ISLAMABAD police are worried that murders in the city are on the rise. Sixty-six people have been murdered so far this year, 55 of them in the rural areas of the capital territory where property and family disputes lead to violent crimes.
What worries the police more is a new trend - tribals involved in similar disputes running away from the northwest to Islamabad for safety and being hunted down by their enemies and killed.
It is difficult to track down such killers as they return to their lawless lands after committing the crime. “In the tribal culture, the instinct of revenge works, not law,” said a senior police officer.
Scores are settled personally, not through police. Families want to avenge their hurt themselves. They would not even approach police, much less help in investigating a crime. That often leads to a vicious cycle of revenge killings, according to the officer.
Tribal communities do hold jirgas to settle disputes and punish members found guilty of violating the tribal code and customs.
One can be fined or banished from the community for minor violations. But murderers usually flee rather than face a jirga.
They try to vanish in the urban populations.

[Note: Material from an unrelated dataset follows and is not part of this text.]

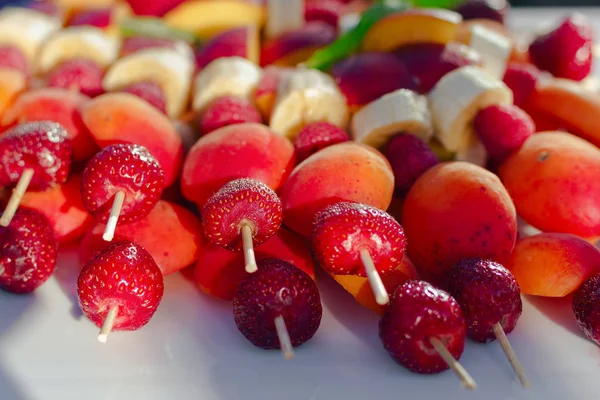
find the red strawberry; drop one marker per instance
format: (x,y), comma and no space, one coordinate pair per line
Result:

But the possibility of their pursuers hunting them down is never far away.
In recent years, some tribal fugitives have sought to hide in Islamabad, particularly in its rural areas of Koral, Sihala and Shahzad Town in the southeast and Tarnol and Golra in the southwest.
Police frequently comb these areas for militants and criminals and hauls up those who possess no, or doubtful identification.

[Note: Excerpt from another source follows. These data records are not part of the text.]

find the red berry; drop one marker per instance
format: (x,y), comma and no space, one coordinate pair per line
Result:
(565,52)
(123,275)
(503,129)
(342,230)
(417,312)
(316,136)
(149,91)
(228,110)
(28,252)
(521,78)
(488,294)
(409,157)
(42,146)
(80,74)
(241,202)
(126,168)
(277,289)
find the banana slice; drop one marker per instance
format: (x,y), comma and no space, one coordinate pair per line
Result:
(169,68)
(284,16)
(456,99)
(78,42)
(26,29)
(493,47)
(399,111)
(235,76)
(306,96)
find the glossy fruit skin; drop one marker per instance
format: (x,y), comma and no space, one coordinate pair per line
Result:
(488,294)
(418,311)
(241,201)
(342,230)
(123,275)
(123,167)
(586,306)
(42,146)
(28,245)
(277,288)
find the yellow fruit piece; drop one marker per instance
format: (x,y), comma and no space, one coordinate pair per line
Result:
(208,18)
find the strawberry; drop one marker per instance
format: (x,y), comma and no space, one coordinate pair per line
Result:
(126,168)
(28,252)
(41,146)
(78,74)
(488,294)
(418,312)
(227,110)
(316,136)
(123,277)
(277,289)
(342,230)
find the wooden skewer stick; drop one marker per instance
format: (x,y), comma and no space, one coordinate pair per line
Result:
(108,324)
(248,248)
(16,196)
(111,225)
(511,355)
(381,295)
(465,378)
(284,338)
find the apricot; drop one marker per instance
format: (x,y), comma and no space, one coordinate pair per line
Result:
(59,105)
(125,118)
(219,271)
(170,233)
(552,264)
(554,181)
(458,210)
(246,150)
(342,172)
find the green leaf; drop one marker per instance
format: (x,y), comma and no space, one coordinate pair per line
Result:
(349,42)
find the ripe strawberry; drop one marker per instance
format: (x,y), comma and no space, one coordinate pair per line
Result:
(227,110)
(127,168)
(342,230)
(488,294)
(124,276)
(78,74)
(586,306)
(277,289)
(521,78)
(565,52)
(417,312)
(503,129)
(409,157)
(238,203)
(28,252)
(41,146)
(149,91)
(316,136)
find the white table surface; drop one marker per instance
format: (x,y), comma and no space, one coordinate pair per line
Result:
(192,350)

But it is not much help to catch any fugitive. Majority of them happen to be poor migrant workers who arrive in Islamabad in search of earning a living.
Meanwhile, revenge murders go on in the localities with the police at a loss how to bring the killers to book.
Mohammad Bashir, a cook from Kohat, became the latest victim on July 1 when his body was found in a nullah in Sector G-11/2.
Police investigations revealed that he was residing in Merabadi in Golra with his cousin Ahsan Ullah, an imam in a local mosque.
Both had run away, with their loves, from their native town and married them. A jirga banished them. They had been living in Golra for two years. On the fateful day, Bashir went out of the house in answer to a call from his in-laws only to be found shot dead in the afternoon.
Earlier, on June 20, Raza Khan, a native of Swabi, was murdered when he came to visit his in-laws in Gulshanabad in Tarnol. It turned out that the killer was the son-in-law of his elder brother who had followed him from Swabi to settle a family feud. Police knew nothing more than that the killer had escaped on a motorcycle.
On May 23, four unidentified persons shot dead Mumtaz Alam, a native of Kohistan, outside his house in Sihala. The four called him out and killed him. Police believe Alam, who had been living in Sihala for 16 years, fell victim to old enmity.
Misal Khan, a cobbler from Bajaur Agency, was stabbed to death by two persons outside his house in Muslim Colony, adjacent to Bari Imam shrine, on April 12. Police suspected he was a hunted man.
Before that, on February 8, Rayaz Ahmed, a migrant from Mansehra and administrator of a seminary in Bhara Kahu suburbs, was killed, allegedly by his in-laws.
Police were told Ahmed was asked to come out of his house by relatives living in the same locality and was shot dead as he tried to flee them.
There was a time when criminals of urban areas used to flee to tribal areas for refuge. Now, the roles seem to have reversed.